From: Venelin Mitov (vmitov_at_gmail_dot_com)
Date: Thu Jan 06 2005 - 11:37:30 PST
I need to write quicksort in upc. Here is the pseudocode of the parallelised
quicksort algorithm:
shared[N/THREADS] int P[N]; //the array to sort
//sorts P[begin..end-1] using threads[t0..tn)
void quicksort(int begin, int end, int t0, int tn){
1: if only one thread (tn - t0 == 1) call the serial qsort on
P[begin..end]; return;
//more than one thread
2: t0 selects one of the elements P[begin..end] as pivot
3: each thread t0..tn-1 rearranges it's local part of P[begin..end]
storing the elements smaller than pivot to the left and the larger or
equal elements to the right
4: global rearrangement (divide P[begin..end] on two parts - smallers
than pivot to the left , larger than pivot to the right:
4.1:once the local rearrangement is done by all threads the positions
of the smaller and larger parts in the "global" array (P[begin..end])
are calculated.
4.2: each thread places its smaller and larger parts approprietely in
the global array
5. let P[begin..send) are the elements smaller than pivot and
P[send..end) are the elements larger or equal to pivot.
let roughly said t0,.., tn0-1 are the threads in affinity with the
smaller (left) part
P[begin..send), and tn0...tn-1 are the trheads in affinity with the
larger(right) part -
P[send..end].
if(MYTHREAD <= tn0)
quicksort(begin, send, t0, tn0);
else
quicksort(send, end, tn0, tn);
}
There are synchronisation points for threads t0..tn-1 between the steps.

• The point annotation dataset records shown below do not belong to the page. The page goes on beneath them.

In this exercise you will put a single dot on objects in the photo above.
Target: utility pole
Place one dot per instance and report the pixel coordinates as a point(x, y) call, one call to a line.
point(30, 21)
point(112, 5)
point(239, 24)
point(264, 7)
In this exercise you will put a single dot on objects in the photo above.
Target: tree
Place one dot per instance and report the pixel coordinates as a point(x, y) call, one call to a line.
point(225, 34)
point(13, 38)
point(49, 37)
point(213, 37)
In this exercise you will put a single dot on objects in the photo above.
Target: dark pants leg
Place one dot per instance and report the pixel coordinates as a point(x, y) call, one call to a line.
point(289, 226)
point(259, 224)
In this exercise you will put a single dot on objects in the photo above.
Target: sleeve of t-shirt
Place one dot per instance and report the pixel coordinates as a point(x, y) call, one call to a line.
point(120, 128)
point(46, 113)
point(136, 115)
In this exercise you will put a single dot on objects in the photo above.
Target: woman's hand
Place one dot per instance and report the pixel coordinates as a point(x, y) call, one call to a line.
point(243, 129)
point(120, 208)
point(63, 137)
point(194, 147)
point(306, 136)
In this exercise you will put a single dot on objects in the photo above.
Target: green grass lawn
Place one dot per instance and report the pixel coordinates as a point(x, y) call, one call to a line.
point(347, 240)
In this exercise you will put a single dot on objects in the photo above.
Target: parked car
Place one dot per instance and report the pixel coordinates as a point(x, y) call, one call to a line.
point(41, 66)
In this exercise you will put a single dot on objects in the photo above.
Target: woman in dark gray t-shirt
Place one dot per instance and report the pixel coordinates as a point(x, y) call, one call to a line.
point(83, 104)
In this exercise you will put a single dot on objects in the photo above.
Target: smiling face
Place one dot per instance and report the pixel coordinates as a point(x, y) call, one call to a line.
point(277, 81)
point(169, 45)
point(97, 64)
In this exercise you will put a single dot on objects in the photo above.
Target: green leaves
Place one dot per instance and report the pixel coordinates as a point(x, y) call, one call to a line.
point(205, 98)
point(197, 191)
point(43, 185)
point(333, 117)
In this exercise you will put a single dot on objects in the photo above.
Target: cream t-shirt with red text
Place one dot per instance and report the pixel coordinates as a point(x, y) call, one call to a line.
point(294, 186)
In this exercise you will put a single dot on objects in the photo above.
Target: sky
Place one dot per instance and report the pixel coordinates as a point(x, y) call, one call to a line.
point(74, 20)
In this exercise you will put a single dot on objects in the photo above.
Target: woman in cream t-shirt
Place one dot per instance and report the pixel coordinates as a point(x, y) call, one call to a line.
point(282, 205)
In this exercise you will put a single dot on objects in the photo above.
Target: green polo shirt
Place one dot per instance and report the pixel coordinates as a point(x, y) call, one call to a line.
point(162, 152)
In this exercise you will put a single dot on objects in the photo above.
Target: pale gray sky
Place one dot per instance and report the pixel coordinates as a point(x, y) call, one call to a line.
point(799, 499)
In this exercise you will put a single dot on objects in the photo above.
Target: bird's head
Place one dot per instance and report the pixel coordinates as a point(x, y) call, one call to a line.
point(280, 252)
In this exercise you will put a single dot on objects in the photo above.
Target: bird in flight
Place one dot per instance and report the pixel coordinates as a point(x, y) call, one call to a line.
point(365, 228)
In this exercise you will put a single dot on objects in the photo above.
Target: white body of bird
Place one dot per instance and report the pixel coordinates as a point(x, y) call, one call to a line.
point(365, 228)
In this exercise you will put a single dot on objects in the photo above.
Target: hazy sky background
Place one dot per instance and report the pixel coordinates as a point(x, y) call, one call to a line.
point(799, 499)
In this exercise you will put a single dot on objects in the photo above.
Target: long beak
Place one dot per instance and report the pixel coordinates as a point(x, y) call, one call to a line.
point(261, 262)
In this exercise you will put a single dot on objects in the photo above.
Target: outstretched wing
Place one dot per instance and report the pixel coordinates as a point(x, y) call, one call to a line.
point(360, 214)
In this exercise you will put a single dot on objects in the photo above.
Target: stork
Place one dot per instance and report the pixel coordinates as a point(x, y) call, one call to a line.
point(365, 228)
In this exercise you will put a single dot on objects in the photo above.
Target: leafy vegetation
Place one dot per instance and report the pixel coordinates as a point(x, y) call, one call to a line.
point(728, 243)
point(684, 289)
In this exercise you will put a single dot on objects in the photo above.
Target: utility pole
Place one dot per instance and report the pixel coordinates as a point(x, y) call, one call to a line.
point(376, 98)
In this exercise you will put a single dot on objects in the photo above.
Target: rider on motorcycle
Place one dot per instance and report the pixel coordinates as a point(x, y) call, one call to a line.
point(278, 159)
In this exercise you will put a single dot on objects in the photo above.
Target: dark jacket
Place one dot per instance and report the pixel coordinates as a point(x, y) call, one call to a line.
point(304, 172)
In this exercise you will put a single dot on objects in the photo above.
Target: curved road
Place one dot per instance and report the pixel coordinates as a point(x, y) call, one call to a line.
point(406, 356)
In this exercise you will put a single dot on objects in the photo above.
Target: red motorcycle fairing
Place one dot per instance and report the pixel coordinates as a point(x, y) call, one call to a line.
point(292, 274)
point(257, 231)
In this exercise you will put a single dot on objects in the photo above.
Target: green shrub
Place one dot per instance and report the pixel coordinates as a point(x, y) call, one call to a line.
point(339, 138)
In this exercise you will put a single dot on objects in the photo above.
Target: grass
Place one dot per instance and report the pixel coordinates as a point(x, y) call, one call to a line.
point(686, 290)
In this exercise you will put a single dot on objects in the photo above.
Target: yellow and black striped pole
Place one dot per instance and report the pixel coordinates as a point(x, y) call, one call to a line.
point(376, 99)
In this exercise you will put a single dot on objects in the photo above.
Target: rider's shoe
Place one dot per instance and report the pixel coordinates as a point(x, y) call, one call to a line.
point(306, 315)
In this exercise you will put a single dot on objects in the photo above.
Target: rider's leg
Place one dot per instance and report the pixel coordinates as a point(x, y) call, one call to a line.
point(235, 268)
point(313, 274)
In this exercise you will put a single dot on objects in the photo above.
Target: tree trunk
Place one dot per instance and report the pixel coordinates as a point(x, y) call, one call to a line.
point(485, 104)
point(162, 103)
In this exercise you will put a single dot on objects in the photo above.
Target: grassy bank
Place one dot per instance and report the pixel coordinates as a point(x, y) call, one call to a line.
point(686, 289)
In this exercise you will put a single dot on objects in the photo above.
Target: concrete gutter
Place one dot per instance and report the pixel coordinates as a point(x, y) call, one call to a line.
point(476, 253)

For example all threads t1..tn-1 must wait until t0 calculates the
pivot (step 2);
the global rearrangement (step 4) cannot start until all threads have finished
the local rearrangement;
The recursive call cannot be made until the global rearrangement is done.
The problem is that t0..tn-1 is a subrange of 0..THREADS-1, so
upc_barrier cannot be used.
Can you propose me an effective solution (maybe something with
upc_locks which works like "upc_barrier for threads t0..tn-1")?
Regards.
Venelin Mitov